It was only last summer that I found myself sitting in a room with 18 other University of British Columbia students and two Canadian Embassy officials in Guatemala City. We were studying in Guatemala as part of a group study program that focused on philosophical issues of power and oppression, and the sociological topics of global citizenship and civil society. We sat in a U-shaped formation, looking towards the officials who cheerily told us about the Canadian government’s policies here in Guatemala. A word that kept getting tossed around was Canada’s mandate on having a “modest presence” in Guatemala. Perhaps the Canadian government has a “modest presence”, but one of the largest players in Guatemala’s mining industry is Goldcorp, the Vancouver-based mining company that has committed international human rights violations throughout their operations by destroying Indigenous communities. When Goldcorp was finally brought up by a student, a third official had to be called in from another room to tackle the question, and the discussion quickly turned into an accusatory lecture on the “reliability” of the research we were reading. Essentially, the discussion was shut down. Such is Canada’s policy on Goldcorp: you do not really know what you are talking about, and we will not talk about it further.

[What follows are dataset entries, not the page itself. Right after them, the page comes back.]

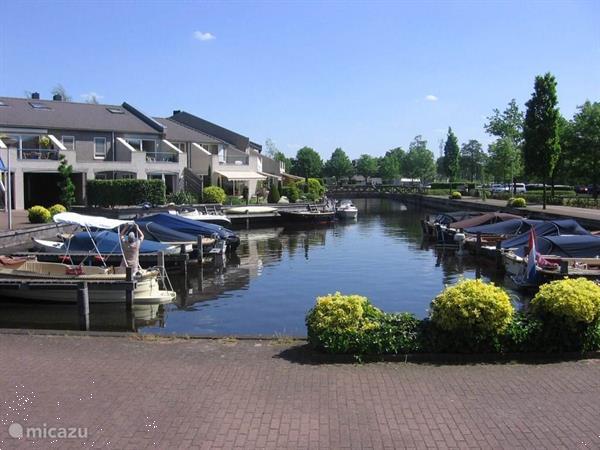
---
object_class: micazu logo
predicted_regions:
[8,423,88,439]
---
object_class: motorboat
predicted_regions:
[169,207,231,227]
[335,200,358,219]
[0,256,176,305]
[135,213,240,251]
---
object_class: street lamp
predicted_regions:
[2,137,18,230]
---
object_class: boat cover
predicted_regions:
[135,213,239,241]
[69,230,169,255]
[448,212,522,231]
[52,212,131,230]
[464,218,543,236]
[501,219,590,253]
[536,234,600,258]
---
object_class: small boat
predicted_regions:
[0,256,176,305]
[225,205,277,214]
[135,213,240,251]
[169,207,231,227]
[335,200,358,219]
[279,205,335,223]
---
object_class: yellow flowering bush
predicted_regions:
[431,280,514,334]
[531,278,600,324]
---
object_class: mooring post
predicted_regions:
[496,241,503,270]
[125,267,133,312]
[77,281,90,331]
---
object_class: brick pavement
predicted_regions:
[0,334,600,449]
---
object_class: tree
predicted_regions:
[444,127,460,183]
[324,147,354,183]
[523,73,560,209]
[460,139,485,181]
[355,154,377,181]
[52,83,71,102]
[58,155,75,209]
[292,147,323,180]
[404,136,435,184]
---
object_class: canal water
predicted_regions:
[0,199,526,336]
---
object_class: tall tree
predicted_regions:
[444,127,460,183]
[355,154,377,181]
[404,136,435,183]
[523,73,560,209]
[324,147,354,183]
[292,147,323,184]
[460,139,485,181]
[52,83,71,102]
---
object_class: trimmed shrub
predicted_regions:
[431,280,514,351]
[87,179,166,207]
[531,278,600,324]
[48,203,67,217]
[202,186,227,204]
[27,205,52,223]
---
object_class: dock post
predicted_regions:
[560,259,569,276]
[197,234,204,265]
[496,241,503,270]
[77,281,90,331]
[125,267,133,312]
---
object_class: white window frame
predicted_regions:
[60,136,77,151]
[94,137,108,159]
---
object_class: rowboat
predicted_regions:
[0,256,176,305]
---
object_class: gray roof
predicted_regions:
[0,97,161,134]
[169,111,250,151]
[154,117,224,144]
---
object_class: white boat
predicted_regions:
[335,200,358,219]
[0,257,176,305]
[226,205,277,214]
[169,208,231,226]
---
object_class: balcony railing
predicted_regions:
[219,155,250,166]
[146,152,179,163]
[17,148,58,161]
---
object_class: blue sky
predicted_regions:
[0,0,600,158]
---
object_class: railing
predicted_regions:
[17,148,58,161]
[219,155,250,166]
[146,152,179,162]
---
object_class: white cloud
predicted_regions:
[194,31,217,41]
[81,91,104,102]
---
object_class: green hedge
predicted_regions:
[86,179,166,207]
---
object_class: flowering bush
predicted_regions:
[531,278,600,324]
[48,203,67,217]
[431,280,514,334]
[27,205,52,223]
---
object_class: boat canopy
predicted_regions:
[501,219,590,251]
[536,234,600,258]
[448,212,522,233]
[52,212,131,230]
[464,218,543,236]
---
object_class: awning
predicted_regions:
[48,134,67,152]
[117,138,137,153]
[163,139,183,153]
[215,170,267,181]
[192,142,211,156]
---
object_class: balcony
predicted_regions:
[146,152,179,163]
[17,148,59,161]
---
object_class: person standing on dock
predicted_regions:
[119,223,144,274]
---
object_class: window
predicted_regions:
[62,136,75,150]
[94,138,106,159]
[29,102,52,110]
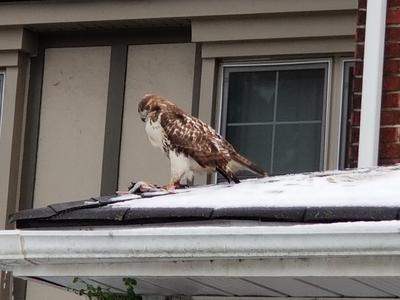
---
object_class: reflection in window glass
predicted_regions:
[221,63,328,177]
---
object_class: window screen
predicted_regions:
[221,63,328,177]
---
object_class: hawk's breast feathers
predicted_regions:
[138,95,265,182]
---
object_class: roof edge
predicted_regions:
[0,221,400,271]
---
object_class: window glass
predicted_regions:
[276,69,325,121]
[228,72,276,123]
[221,63,328,176]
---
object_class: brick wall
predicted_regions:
[347,0,400,167]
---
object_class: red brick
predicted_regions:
[358,0,367,8]
[379,127,400,143]
[382,93,400,108]
[356,27,365,43]
[352,94,361,109]
[378,158,400,166]
[353,77,362,93]
[381,110,400,125]
[387,0,400,7]
[379,143,400,159]
[385,27,400,42]
[383,59,400,75]
[386,9,400,24]
[354,61,364,76]
[383,76,400,91]
[357,10,367,25]
[385,42,400,58]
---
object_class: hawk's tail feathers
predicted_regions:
[229,153,268,177]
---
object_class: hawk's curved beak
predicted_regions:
[139,110,148,122]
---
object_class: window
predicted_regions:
[339,60,354,169]
[221,61,329,177]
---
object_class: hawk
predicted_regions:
[138,94,267,189]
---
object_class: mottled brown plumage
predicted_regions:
[138,95,266,186]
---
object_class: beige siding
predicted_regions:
[202,37,355,58]
[27,47,111,300]
[192,11,356,42]
[34,47,110,207]
[119,44,195,189]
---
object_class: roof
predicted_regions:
[0,166,400,299]
[11,165,400,228]
[0,221,400,299]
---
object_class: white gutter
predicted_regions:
[358,0,387,168]
[0,221,400,276]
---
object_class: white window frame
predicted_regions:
[337,58,355,169]
[216,58,334,176]
[0,71,6,137]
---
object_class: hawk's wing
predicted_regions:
[160,111,235,168]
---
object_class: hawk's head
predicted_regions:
[138,94,177,122]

However, it should have come as no surprise to me that one of the first stories our panelist Brigette DePape shared with us was that of Goldcorp and an Indigenous community in Guatemala, drawing attention to the fact that her panel discussion was being held in Studio D of the Goldcorp Centre for the Arts. Brigette DePape is most famously known for her stand against Prime Minister Stephen Harper in June 2011, and once again, she did not shy away from criticizing an organization that she, and most other Canadians, view as grossly problematic. DePape faced the audience and told us that, “Rules are created by those with power”, and when there is an imbalance in equality between those who are controlling the rules, and those who unjustly suffer by them, there lays the unique opportunity for civil disobedience to effect change.
In the very next breath, DePape informed the audience that RBC, one of Spur Festival’s large sponsors, also finances the Tar Sands.
The discussion, which included panelists Alan Broadbent, C.M, Vanessa Timmer, Ginger Gosnell Myers and Brigette DePape, touched on the Idle No More and environmental movements, as well as the urgent need for both political and environmental change to happen in Canadian society. Vanessa Timmer poetically named the discussion, “The Geography of Change”, and each panelist weighed in on the Vancouver’s potential to be a change agent, as well as the non-territorially based powerhouse of change: the internet. DePape; however, grounded her argument in stories that emphasized the power of the individual. She seemed to be telling us, through one story or another, that through direct action, (and even some forms of civil disobedience), anyone can effect change.